Though born in the wild in Sichuan's Baoxing County in 1985, Pan Pan lived in captivity from just a few months old.

"Panda grandpa," as he became known, was diagnosed with cancer in June this year, and also suffered from common old-age conditions, such as cataracts and poor teeth.

A Xinhua reporter who last saw him on Dec. 21 said he was in a "nursing home" for elderly pandas, and though he was very thin he was keeping in good spirits.

"When the keeper called his name and offered him food, usually steamed corn bread or fresh bamboo leaves, he was able to respond and move out to have dinner," the reporter said.

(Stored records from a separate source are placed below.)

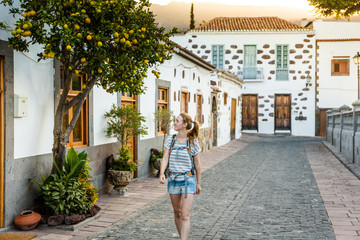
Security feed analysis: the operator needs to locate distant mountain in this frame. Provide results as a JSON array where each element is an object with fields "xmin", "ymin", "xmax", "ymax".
[{"xmin": 151, "ymin": 2, "xmax": 360, "ymax": 31}]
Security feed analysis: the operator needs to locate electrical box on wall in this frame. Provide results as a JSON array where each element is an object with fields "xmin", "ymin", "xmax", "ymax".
[{"xmin": 14, "ymin": 94, "xmax": 28, "ymax": 117}]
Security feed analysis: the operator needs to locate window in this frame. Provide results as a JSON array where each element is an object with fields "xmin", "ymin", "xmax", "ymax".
[
  {"xmin": 180, "ymin": 91, "xmax": 190, "ymax": 113},
  {"xmin": 196, "ymin": 93, "xmax": 203, "ymax": 123},
  {"xmin": 156, "ymin": 87, "xmax": 169, "ymax": 135},
  {"xmin": 243, "ymin": 45, "xmax": 258, "ymax": 79},
  {"xmin": 212, "ymin": 45, "xmax": 224, "ymax": 69},
  {"xmin": 331, "ymin": 59, "xmax": 350, "ymax": 76},
  {"xmin": 60, "ymin": 71, "xmax": 88, "ymax": 147},
  {"xmin": 276, "ymin": 45, "xmax": 289, "ymax": 80}
]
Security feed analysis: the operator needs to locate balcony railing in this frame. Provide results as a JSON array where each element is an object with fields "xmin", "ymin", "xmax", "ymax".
[
  {"xmin": 276, "ymin": 68, "xmax": 289, "ymax": 80},
  {"xmin": 238, "ymin": 67, "xmax": 264, "ymax": 80}
]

Pandas are notoriously difficult to breed, but Pan Pan lived a particularly active life for a panda and fathered many cubs over the past 20 years. He has more than 130 descendants, accounting for 25 percent of the world's captively bred panda population.

The average lifespan of wild pandas is normally 20 years, but those in captivity usually live longer.

Pan Pan, which means "expectation" in Chinese, was also name of the mascot for the 1990 Beijing Asian Games, though the mascot was not modeled on "panda grandpa" but on a 36-year-old female panda Basi, currently the oldest panda in the world.

Giant pandas are one of the world's most endangered species. Fewer than 2,000 pandas live in the wild, mostly in the provinces of Sichuan and Shaanxi. At the end of 2013 China had 1,864 giant pandas in the wild. There are also 422 in captivity, China's State Forestry Administration said.

Pan Pan is survived by numerous descendants.